The Self-sorting Bin

This is the Self-sorting bin project - a machine that tells you how to sort your trash! Simply show a piece of trash to the device and it will tell you where to throw it.

The self-sorting bin project is a proof of concept to show how waste sorting can be made more convenient and appealing. Its purpose is to contribute to increased recycling and decreased pollution.

The device consists of a Raspberry Pi, a camera, an LCD display, an RGB light and an ultrasonic sensor. It hosts a YOLO26n object detection model that has been trained to recognize different kinds of trash.

The source code is available on GitHub.

1. Raspberry Pi 5 (135 euro)
2. USB camera (40 euro)
3. RGB LED light (6 euro)
4. Ultrasonic sensor (6 euro)
5. LCD Display (9 euro)
6. Jumper wires (7 euro)
7. 6mm thick MDF wood (17 euro)

Total cost ~220 euro

See bill of materials for links to components and more details.

The first thing that was done was collecting data. A total of 2303 images were taken of different kinds of trash with different backgrounds and in different lighting conditions.

The data was divided into six classes and annotated manually using bounding boxes in Roboflow.

The classes were:

1. Cardboard / paper
2. Glass jars
3. Plastic bottles
4. Plastic packaging
5. Metal cans
6. Organic

The training/validation/test split was 70/15/15.

Settings for preprocessing were applied to the images and the training set was enhanced with augmented copies.

Preprocessing:

Auto-Orient: Applied

Resize: Fit (black edges) in 640x640

Augmentations:

Outputs per training example: 3

Flip: Horizontal, Vertical

Rotation: Between -15° and +15°

Saturation: Between -34% and +34%

Brightness: Between -23% and +23%

Exposure: Between -13% and +13%

Note: The split percentages changes after augmentations (new copies of images) are applied.

YOLO26n from Ultralytics was the object detection model of choice because its lightweight and runs well on a Raspberry Pi.

The training was done locally on a laptop with an RTX 3070 Laptop GPU. The following settings were used:

epochs=300, imgsz=640, verbose=True, batch=8

The RGB light, LCD display, and the ultrasonic sensor were connected directly to the pins on the Raspberry Pi.

RGB light:

1. R -> pin 29 (GPIO 5)
2. G -> pin 31 (GPIO 6)
3. B -> pin 33 (GPIO 13)
4. GND -> pin 9

LCD Display:

1. 5v -> pin 2
2. SDA -> pin 3
3. SCL -> pin 5
4. GND -> pin 14

Ultrasonic sensor:

1. 5v -> pin 4
2. TXD -> pin 8
3. RXD -> pin 10
4. GND -> pin 6

The backend was created using FastAPI and Postgres, and it was deployed on the Raspberry Pi using Docker.

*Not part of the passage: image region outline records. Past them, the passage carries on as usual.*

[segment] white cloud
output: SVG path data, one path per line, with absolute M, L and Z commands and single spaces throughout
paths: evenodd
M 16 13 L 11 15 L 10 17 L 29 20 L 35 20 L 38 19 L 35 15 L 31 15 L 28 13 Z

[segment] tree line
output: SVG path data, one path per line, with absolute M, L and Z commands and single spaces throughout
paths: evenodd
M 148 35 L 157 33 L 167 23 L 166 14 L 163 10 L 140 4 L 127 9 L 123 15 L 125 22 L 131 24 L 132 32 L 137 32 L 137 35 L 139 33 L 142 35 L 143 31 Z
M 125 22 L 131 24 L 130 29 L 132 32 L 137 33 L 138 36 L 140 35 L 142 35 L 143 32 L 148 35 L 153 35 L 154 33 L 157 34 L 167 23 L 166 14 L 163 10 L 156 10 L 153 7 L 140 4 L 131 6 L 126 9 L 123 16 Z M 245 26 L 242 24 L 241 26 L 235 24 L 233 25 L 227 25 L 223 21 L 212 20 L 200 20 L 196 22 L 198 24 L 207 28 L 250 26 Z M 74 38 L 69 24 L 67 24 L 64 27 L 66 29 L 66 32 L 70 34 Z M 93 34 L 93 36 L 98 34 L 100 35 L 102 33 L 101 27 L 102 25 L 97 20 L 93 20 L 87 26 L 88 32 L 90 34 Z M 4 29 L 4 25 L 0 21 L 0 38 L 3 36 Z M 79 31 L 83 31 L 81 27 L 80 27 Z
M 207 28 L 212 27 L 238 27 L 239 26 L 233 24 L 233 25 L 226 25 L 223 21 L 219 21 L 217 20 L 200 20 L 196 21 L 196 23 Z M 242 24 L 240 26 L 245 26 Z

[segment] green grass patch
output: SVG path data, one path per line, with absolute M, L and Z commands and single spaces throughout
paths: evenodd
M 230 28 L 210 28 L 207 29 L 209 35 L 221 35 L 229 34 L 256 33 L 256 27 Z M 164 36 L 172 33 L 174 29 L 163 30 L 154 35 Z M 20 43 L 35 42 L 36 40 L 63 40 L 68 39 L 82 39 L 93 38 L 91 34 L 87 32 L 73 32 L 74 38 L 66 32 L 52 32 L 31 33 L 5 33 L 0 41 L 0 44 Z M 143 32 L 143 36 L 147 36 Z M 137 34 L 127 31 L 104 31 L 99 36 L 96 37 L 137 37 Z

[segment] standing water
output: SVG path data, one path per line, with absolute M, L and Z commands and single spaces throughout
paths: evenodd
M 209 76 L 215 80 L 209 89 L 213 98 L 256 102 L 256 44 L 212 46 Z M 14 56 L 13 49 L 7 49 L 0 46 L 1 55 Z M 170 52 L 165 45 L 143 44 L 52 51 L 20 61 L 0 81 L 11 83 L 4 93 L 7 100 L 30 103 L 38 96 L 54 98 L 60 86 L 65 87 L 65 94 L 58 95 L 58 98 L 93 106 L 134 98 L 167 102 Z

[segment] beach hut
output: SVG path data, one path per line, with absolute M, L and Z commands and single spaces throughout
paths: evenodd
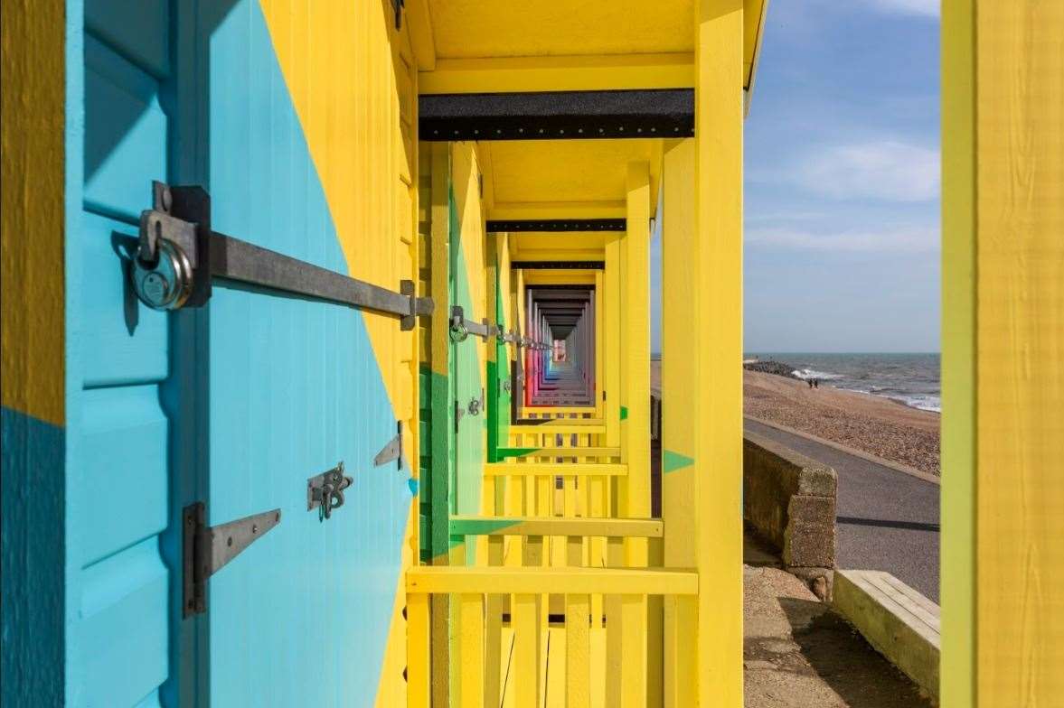
M 766 4 L 6 3 L 4 705 L 742 705 L 743 119 Z M 1060 256 L 1032 185 L 1060 176 L 1064 17 L 995 5 L 969 43 L 952 4 L 944 693 L 976 705 L 978 677 L 1000 698 L 979 705 L 1018 705 L 1060 680 L 1059 604 L 1025 586 L 1018 614 L 994 578 L 1061 559 L 1062 328 L 1040 315 L 1062 290 L 1013 256 Z M 1012 64 L 979 73 L 995 37 Z M 1045 150 L 977 141 L 1017 106 L 1010 135 Z M 1042 200 L 1010 192 L 1023 238 L 965 220 L 998 184 L 978 155 Z M 991 365 L 1025 397 L 992 382 L 977 405 Z M 1018 477 L 991 473 L 1013 453 Z M 977 556 L 976 532 L 1038 553 Z M 1016 642 L 995 653 L 997 630 Z

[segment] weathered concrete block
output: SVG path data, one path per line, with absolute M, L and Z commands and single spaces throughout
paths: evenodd
M 743 441 L 743 516 L 788 567 L 835 564 L 835 471 L 772 440 Z
M 835 526 L 834 496 L 795 495 L 787 505 L 791 524 L 825 524 Z
M 835 525 L 792 521 L 783 539 L 782 557 L 783 564 L 787 567 L 833 568 Z

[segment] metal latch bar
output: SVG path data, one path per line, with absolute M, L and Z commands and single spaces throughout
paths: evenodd
M 494 337 L 499 334 L 499 327 L 492 324 L 487 318 L 480 322 L 467 320 L 465 309 L 461 305 L 451 306 L 451 332 L 456 336 L 455 341 L 464 341 L 467 335 L 475 335 L 483 339 Z
M 211 274 L 402 318 L 432 314 L 431 298 L 395 292 L 217 232 L 211 236 Z
M 206 581 L 240 552 L 281 523 L 281 509 L 263 511 L 217 526 L 206 525 L 203 502 L 182 513 L 182 617 L 206 611 Z
M 202 306 L 214 276 L 396 315 L 403 331 L 432 314 L 432 298 L 416 297 L 413 281 L 402 281 L 396 292 L 211 231 L 211 199 L 201 187 L 153 182 L 152 190 L 154 207 L 140 215 L 138 267 L 131 269 L 134 289 L 149 307 Z M 164 245 L 168 255 L 160 268 Z

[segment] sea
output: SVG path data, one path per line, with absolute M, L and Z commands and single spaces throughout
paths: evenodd
M 775 359 L 794 367 L 799 378 L 849 391 L 881 395 L 920 410 L 942 412 L 938 354 L 813 354 L 750 352 L 745 358 Z

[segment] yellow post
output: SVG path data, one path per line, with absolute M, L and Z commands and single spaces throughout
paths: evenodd
M 601 270 L 595 271 L 595 332 L 593 337 L 595 338 L 595 418 L 599 420 L 604 420 L 604 411 L 602 406 L 602 390 L 605 386 L 605 335 L 603 328 L 605 326 L 605 321 L 602 317 L 602 302 L 603 302 L 603 291 L 605 288 L 605 279 Z
M 625 391 L 628 410 L 621 422 L 621 461 L 628 477 L 618 484 L 622 517 L 650 516 L 650 169 L 647 163 L 628 166 L 628 231 L 625 237 Z M 647 564 L 645 539 L 625 541 L 629 566 Z
M 513 597 L 514 705 L 539 708 L 539 595 Z
M 1064 695 L 1064 5 L 945 0 L 944 706 Z
M 695 473 L 700 706 L 743 705 L 743 0 L 695 17 Z M 667 207 L 666 207 L 667 208 Z M 666 404 L 666 407 L 668 404 Z M 712 569 L 712 571 L 711 571 Z
M 621 237 L 610 234 L 605 238 L 605 293 L 601 301 L 603 360 L 605 374 L 602 401 L 605 415 L 605 446 L 620 446 L 620 241 Z
M 484 706 L 484 595 L 459 597 L 459 706 Z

The API was made with full CRUD functionality, though not all endpoints were utilized in the final prototype.

The database was structured as follows (underline = primary key, * = foreign key):

CLASS (classID, name, description)

SESSION (sessionID, timeFrom, timeTo)

DETECTION (detectID, classID*, confidence, timestamp)

LOG (logID, type, log, timestamp)

PS. if you clone the repository, all you have to do is to install Docker Engine and Docker Compose, and run docker compose up --build in the RPi/api folder.

The main logic was entirely written in python. Classes were created for each hardware component and a Graphical User Interface was created using Gradio.

If you clone the repository, all you have to do is to install myproject.service on your Raspberry Pi and enable it on boot to automatically start the main program at startup.

You can do this with the following commands:

Install and test:

Enable on boot:

The housing was laser cut out of 6mm thick MDF wood. The SVG files (for the laser cutter) were created using Boxes.py and Inkscape. Two boxes were created, one main box and one tall, standing box where the camera was mounted. The standing box had its bottom attached to the main box with two screws.

The Raspberry Pi was mounted to the inside of the main box using screws and glue. Holes were cut out for the RGB light, LCD display and the ultrasonic sensor, which were taped to the inside of the box to stay in place.

Note: It's of course possible to glue the components to the box but since I had to return them to the university, I decided to use tape instead.